Boris, legal action is complicated and messy given that we are in 2 different countries with 2 different laws. Likewise, doing that would also play into her hands in terms of contact, good attention or bad doesn't really matter to her, it's attention. However, if it got to the point where she physically turned up and there was a physical threat then yes, I would most definitely take legal action.

However, given what her contact has been she hasn't been threatening but she has been angry, angry at me not responding to her and the others have all been about what she has been doing as well as some of them reaching out just for contact. Nothing that could be considered sinister, just extremely intense. Even reaching out to say "please don't contact me" would be giving her the attention she is craving right now and would play right into her NPD.

She's extremely clever, 2 degrees and a masters and would often comment about how one of her skills was to manipulate others through email. If she wanted to start a fight with someone, she would get them to do it by the way she worded her email. Again, comment on how easy it was to get people to act and behave the way she wanted them to and set them up for a full storm but without incriminating herself in the process. That's the kind of mentality we are dealing with her and I'm guessing that her, now 3 years of contact is because she feels defeated at her attempts and nobody gets the better of her. It once took a very skilled therapist a good number of weeks to finally get the mask off and that came with a lot of ego massaging.
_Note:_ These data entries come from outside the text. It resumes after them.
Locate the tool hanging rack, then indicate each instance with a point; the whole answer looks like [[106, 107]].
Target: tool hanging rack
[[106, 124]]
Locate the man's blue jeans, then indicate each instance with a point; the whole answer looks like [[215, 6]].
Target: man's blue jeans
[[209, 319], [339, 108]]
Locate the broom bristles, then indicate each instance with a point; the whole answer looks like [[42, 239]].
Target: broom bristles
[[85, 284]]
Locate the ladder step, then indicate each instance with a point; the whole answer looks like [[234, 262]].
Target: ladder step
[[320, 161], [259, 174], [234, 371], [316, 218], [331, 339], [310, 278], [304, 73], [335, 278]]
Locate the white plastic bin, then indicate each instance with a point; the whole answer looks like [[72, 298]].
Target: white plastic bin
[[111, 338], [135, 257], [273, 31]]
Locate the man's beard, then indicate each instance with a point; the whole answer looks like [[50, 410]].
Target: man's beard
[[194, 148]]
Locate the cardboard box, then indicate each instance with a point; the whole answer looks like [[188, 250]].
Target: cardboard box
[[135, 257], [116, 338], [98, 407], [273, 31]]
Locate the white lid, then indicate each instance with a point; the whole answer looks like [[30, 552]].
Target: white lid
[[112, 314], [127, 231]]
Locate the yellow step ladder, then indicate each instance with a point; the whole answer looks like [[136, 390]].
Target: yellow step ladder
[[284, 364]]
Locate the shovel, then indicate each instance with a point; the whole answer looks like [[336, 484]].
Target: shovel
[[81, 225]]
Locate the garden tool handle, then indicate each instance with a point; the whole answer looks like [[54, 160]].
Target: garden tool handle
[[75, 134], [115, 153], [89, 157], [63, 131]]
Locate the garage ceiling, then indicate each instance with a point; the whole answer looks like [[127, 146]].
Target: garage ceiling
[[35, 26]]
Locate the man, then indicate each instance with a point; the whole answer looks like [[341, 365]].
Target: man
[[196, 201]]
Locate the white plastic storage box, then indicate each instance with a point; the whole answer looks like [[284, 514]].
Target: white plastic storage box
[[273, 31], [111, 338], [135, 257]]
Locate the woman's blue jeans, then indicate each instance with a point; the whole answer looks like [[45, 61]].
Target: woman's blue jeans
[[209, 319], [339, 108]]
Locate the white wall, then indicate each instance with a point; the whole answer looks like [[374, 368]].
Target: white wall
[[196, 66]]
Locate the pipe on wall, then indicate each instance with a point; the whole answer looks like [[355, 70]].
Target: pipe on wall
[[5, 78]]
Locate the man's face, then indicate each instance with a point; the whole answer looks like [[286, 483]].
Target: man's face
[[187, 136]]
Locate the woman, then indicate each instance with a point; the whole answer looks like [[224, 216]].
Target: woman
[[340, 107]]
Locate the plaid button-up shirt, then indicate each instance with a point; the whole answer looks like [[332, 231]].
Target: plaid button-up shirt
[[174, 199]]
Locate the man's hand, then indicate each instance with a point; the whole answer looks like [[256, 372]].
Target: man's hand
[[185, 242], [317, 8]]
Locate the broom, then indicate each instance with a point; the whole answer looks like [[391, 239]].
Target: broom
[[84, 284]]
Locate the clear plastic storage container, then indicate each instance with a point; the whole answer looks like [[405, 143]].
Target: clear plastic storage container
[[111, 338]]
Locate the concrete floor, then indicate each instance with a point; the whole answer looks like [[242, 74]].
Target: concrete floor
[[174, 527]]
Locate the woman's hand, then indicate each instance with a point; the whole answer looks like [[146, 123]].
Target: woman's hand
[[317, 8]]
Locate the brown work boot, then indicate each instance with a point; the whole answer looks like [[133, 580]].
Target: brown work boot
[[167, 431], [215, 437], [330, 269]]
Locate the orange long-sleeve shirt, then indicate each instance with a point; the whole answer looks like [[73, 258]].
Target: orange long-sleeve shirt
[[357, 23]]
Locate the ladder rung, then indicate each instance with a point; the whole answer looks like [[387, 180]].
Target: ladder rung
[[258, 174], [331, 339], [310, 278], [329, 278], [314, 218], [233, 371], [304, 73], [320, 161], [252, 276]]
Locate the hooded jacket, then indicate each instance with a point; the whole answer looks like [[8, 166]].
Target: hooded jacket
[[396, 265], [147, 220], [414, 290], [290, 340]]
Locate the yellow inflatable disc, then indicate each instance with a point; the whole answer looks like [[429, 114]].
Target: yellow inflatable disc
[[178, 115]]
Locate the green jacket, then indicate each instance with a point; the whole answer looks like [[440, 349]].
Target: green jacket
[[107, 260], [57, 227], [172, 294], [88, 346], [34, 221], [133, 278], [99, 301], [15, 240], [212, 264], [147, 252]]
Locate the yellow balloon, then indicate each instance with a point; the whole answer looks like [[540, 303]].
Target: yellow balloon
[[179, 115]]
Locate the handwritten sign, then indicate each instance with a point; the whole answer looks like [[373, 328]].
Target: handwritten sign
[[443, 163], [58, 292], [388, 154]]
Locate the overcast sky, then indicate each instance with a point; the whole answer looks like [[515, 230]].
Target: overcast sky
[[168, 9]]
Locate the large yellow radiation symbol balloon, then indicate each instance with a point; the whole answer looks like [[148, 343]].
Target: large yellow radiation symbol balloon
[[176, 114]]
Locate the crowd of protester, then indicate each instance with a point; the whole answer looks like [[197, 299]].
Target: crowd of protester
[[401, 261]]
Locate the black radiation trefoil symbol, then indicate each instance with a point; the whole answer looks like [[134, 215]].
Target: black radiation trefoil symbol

Her messages don't trigger me in that sense, I do read them when they come through because I need to know what game she is trying to play and what her motivation is so I can keep well away. For me, it's just fallen at a very bad time now and something I could rather do without. The reason being, on top of what I'm going through at this moment, I'm also going to start getting pressure from my family. My sister is going to get annoyed that she is contacting her and in turn make me responsible for that since I was the one who brought her into their lives. My mother is now going to start to panic again too every time the phone rings in case it's her and again, that responsibility will be passed to me for the same reason. This happens every time she gets no response from me and starts contacting my family so it's added pressure I could do without right now.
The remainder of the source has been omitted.